Peewee knew how to waste air through the air lock. When the inner door opened I shouted, “Time?”
“Fourteen minutes.” She held up her watch.
“Remember what I said, just stay here. If anything moves, blue-light it first and ask questions afterwards.”
“I remember.”
I stepped in and closed the inner door, found the valve in the outer door, waited for pressure to equalize.
The two or three minutes it took that big lock to bleed off I spent in glum thoughts. I didn’t like leaving Peewee alone. I thought all wormfaces were dead, but I wasn’t sure. We had searched hastily; one could have zigged when we zagged—they were so fast.
Besides that, Peewee had said, “I remember,” when she should have said, “Okay, Kip, I will.” A slip of the tongue? That flea-hopping mind made “slips” only when it wanted to. There is a world of difference between “Roger” and “Wilco.”
Besides I was doing this for foolish motives. Mostly I was going out to recover the Mother Thing’s body—folly, because after I brought her in, she would spoil. It would be kinder to leave her in natural deep-freeze.
But I couldn’t bear that—it was cold out there and I couldn’t leave her out in the cold. She had been so little and warm…so alive. I had to bring her in where she could get warm.
You’re in bad shape when your emotions force you into acts which you know are fool
ish.
Worse still, I was doing this in a reckless rush because the Mother Thing had wanted that beacon set before a certain second, now only twelve minutes away, maybe ten. Well, I’d do it, but what sense was it? Say her home star is close by—oh, say it’s Proxima Centauri and the wormfaces came from somewhere farther. Even if her beacon works—it still takes over four years for her S.O.S. to reach her friends!
This might have been okay for the Mother Thing. I had an impression that she lived a very long time; waiting a few years for rescue might not bother her. But Peewee and I were not creatures of her sort. We’d be dead before that speed-of-light message crawled to Proxima Centauri. I was glad that I had seen Peewee again, but I knew what was in store for us. Death, in days, weeks, or months at most, from running out of air, or water, or food—or a wormface ship might land before we died—which meant one unholy sabbat of a fight in which, if we were lucky, we would die quickly.
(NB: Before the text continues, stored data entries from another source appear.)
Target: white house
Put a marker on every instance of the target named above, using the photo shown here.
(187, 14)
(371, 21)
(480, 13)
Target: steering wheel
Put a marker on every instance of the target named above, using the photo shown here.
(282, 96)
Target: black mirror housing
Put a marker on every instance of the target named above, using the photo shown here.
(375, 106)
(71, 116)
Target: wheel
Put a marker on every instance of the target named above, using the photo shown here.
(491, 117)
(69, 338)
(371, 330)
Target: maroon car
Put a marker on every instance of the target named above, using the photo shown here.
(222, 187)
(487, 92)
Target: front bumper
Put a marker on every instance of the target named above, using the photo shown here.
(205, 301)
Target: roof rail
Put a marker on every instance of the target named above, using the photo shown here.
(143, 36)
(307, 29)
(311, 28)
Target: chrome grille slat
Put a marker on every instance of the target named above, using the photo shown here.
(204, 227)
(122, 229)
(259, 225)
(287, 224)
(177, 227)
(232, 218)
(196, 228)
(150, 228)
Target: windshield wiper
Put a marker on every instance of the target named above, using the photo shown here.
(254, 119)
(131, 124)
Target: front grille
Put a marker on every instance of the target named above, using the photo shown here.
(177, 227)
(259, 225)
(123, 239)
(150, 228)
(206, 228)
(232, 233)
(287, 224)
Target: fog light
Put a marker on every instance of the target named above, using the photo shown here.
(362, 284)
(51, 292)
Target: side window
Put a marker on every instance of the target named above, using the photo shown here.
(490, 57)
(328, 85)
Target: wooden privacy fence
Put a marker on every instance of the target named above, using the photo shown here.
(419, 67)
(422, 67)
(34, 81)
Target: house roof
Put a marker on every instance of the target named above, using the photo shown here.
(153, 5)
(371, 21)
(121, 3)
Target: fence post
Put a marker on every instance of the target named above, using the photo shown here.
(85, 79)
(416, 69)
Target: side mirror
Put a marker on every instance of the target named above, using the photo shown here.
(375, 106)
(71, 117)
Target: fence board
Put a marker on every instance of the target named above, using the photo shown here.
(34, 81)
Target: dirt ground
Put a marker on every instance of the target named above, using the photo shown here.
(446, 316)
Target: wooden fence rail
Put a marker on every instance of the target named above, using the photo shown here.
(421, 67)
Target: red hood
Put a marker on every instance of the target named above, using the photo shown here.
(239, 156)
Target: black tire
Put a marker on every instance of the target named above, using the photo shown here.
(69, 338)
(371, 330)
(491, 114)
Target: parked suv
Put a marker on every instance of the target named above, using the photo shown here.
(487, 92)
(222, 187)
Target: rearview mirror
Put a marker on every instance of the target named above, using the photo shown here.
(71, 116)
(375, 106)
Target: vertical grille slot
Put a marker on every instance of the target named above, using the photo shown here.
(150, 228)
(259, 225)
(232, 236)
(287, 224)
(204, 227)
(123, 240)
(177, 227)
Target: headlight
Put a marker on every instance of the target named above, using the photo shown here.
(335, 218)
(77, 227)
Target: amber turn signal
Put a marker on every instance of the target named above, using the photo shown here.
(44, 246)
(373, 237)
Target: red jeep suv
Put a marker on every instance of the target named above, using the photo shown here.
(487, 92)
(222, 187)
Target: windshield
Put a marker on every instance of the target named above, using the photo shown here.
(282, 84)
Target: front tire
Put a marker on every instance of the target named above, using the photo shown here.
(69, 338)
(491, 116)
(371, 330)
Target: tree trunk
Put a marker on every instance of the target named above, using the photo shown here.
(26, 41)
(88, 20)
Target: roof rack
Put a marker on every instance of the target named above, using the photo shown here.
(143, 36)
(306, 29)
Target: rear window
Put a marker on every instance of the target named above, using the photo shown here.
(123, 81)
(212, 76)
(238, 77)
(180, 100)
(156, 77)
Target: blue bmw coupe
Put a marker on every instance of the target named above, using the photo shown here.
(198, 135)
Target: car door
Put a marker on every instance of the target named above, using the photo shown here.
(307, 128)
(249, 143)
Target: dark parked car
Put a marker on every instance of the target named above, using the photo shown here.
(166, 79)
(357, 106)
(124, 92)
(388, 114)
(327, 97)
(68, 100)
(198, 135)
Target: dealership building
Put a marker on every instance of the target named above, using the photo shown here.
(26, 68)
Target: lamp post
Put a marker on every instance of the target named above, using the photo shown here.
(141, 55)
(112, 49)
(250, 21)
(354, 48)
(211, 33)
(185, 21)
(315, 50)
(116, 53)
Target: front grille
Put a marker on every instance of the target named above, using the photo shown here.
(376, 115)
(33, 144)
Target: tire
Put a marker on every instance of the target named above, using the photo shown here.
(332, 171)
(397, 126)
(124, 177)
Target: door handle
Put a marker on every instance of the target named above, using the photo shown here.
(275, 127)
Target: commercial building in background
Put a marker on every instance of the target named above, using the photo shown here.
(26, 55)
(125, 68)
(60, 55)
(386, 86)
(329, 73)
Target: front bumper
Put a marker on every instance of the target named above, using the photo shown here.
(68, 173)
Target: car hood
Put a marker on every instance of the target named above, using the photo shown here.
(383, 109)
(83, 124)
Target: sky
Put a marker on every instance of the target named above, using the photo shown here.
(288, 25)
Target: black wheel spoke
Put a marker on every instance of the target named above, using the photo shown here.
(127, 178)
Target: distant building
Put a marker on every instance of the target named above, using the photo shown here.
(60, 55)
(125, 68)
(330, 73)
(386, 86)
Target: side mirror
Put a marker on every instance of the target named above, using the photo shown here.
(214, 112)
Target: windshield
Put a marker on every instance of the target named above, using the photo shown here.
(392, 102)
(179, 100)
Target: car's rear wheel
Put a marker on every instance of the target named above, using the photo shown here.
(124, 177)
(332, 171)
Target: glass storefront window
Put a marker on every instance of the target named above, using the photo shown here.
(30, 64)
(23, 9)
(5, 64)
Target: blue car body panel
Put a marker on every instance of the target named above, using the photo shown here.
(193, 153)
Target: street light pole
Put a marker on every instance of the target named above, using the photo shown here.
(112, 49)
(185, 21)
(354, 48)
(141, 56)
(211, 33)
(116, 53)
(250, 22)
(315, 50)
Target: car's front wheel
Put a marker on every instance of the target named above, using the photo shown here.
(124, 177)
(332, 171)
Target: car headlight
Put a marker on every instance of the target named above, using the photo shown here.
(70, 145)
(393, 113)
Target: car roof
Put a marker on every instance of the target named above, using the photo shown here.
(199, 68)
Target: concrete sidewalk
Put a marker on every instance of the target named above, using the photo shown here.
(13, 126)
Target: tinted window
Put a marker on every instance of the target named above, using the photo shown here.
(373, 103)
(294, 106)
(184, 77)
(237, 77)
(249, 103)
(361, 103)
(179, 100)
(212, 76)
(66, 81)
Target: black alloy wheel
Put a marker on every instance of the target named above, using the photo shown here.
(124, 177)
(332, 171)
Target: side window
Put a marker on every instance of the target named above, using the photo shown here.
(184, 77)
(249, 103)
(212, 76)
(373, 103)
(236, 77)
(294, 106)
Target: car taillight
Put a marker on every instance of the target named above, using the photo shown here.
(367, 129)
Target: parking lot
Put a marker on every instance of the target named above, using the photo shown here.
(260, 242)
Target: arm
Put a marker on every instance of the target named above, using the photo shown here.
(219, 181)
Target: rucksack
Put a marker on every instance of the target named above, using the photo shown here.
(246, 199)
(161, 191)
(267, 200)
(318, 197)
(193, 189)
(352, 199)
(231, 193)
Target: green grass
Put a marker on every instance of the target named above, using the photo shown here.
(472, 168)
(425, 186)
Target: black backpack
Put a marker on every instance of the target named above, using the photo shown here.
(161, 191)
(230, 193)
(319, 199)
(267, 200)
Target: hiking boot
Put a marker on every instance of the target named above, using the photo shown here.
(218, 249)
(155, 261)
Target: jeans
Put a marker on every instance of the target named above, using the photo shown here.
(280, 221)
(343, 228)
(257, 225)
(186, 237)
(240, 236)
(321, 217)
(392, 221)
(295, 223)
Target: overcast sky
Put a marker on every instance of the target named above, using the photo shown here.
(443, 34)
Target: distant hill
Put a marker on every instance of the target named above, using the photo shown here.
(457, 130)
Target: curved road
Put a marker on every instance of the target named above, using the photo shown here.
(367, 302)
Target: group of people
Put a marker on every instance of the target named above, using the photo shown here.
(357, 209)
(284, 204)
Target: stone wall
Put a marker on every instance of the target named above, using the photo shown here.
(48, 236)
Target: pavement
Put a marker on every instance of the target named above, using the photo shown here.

No matter how you figured, planting that beacon was merely “carrying out the deceased’s last wishes”—words you hear at funerals. Sentimental folly.
The outer door started to open. Ave, Mother Thing! Nos morituri—
It was cold out there, biting cold, even though I was not yet in the wind. The glow panels were still working and I could see that the tunnel was a mess; the two dozen fractional-pressure stops had ruptured like eardrums. I wondered what sort of bomb could be haywired from stolen parts, kept small enough to conceal two in a body pouch along with some sort of radio rig, and nevertheless have force enough to blow out those panels. The blast had rattled my teeth, several hundred feet away in solid rock.
The first dozen panels were blown inwards. Had she set it off in the middle of the tunnel? A blast that big would fling her away like a feather! She must have planted it there, then come inside and triggered it—then gone back through the lock just as I had. That was the only way I could see it.
It got colder every step. My feet weren’t too cold yet, those clumsy mukluks were okay; the wormfaces understood insulation. “Oscar, you got the fires burning?”